Gabriele Pedullà, la vita come una pista di pattinaggio

Per fare da sfondo al racconto della metafora di vita di Olimpia e Ruggiero, i personaggi protagonisti del suo romanzo “Lame”, Gabriele Pedullà ha scelto la sua città, Roma, ritagliandone un piccolo spazio lontano dalla quotidianità, dal caos automobilistico, persino dal presente inteso come declinazione temporale.

Nome di spicco nel mondo culturale della capitale (e non solo), Gabriele Pedullà si distingue come docente universitario e critico letterario e cinematografico, attività a cui affianca quella di narratore.

“Lame” è il suo primo romanzo, che fa seguito a raccolte di racconti, nel cui ambito la critica aveva ravvisato un nucleo significativo e personale, lontano da schemi prefissati e da facili clonazioni.

La scelta dell’autore è evidente sin dalla prime pagine: non c’è scrittura che debba vestirsi di eccezionalità per raccogliere il plauso, è nella più semplice e troppo spesso ignorata semplicità che lo scrittore deve andare a cogliere i suggerimenti per la sua storia, per vicende che siano contemporaneamente così lontane e così vicine alla vita dei lettori.
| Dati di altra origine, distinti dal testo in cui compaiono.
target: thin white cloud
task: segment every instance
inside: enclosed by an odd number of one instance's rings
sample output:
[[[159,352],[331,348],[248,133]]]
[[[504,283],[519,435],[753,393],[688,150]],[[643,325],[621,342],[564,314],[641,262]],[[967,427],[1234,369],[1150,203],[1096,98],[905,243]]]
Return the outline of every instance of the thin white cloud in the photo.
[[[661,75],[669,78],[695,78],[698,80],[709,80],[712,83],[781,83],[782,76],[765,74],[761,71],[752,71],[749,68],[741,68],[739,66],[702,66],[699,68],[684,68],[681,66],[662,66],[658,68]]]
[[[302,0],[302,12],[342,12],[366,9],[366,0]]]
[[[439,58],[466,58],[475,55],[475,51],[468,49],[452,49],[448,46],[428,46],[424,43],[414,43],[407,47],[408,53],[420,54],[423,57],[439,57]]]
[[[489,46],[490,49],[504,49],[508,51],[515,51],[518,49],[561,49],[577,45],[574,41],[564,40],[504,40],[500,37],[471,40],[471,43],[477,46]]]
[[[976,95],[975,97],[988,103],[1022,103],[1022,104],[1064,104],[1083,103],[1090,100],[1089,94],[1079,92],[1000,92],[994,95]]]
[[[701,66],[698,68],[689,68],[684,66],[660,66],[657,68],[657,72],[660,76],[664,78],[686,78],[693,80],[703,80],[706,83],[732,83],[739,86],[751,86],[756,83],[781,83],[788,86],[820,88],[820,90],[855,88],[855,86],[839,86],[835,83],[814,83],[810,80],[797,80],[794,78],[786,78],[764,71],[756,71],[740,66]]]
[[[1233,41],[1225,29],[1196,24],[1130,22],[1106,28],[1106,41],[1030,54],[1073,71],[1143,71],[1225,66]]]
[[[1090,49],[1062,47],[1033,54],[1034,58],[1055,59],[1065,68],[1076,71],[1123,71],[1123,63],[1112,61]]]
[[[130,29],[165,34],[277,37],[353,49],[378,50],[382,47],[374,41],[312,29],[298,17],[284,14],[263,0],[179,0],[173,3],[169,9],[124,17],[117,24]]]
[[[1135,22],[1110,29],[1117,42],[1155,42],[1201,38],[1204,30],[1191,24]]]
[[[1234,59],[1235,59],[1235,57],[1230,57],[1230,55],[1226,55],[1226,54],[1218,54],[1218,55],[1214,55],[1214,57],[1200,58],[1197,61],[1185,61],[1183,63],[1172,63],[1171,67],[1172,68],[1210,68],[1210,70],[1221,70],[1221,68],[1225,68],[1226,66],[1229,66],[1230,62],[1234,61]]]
Il lettore si trova dunque catapultato sul Pincio, da cui si allontanerà solo sporadicamente, poiché tutta la storia trova le sue radici e il suo sviluppo su questo colle, tra i suoi giardini, le sue statue che si rifanno a uomini illustri o ad altrettanto illustri sconosciuti, tra lo scorrere delle stagioni che non sembra intaccare la realtà esteriore ma solo quella interiore dei protagonisti.

Gabriele Pedullà costruisce un microcosmo di pattinatori.

Ruggiero e Olimpia, due quasi quarantenni che fanno i conti con l’esaurirsi degli stimoli nella loro vita di coppia, si ritrovano per caso una domenica mattina sulla terrazza del Pincio, non avendo potuto effettuare una visita ad una mostra di comune interesse.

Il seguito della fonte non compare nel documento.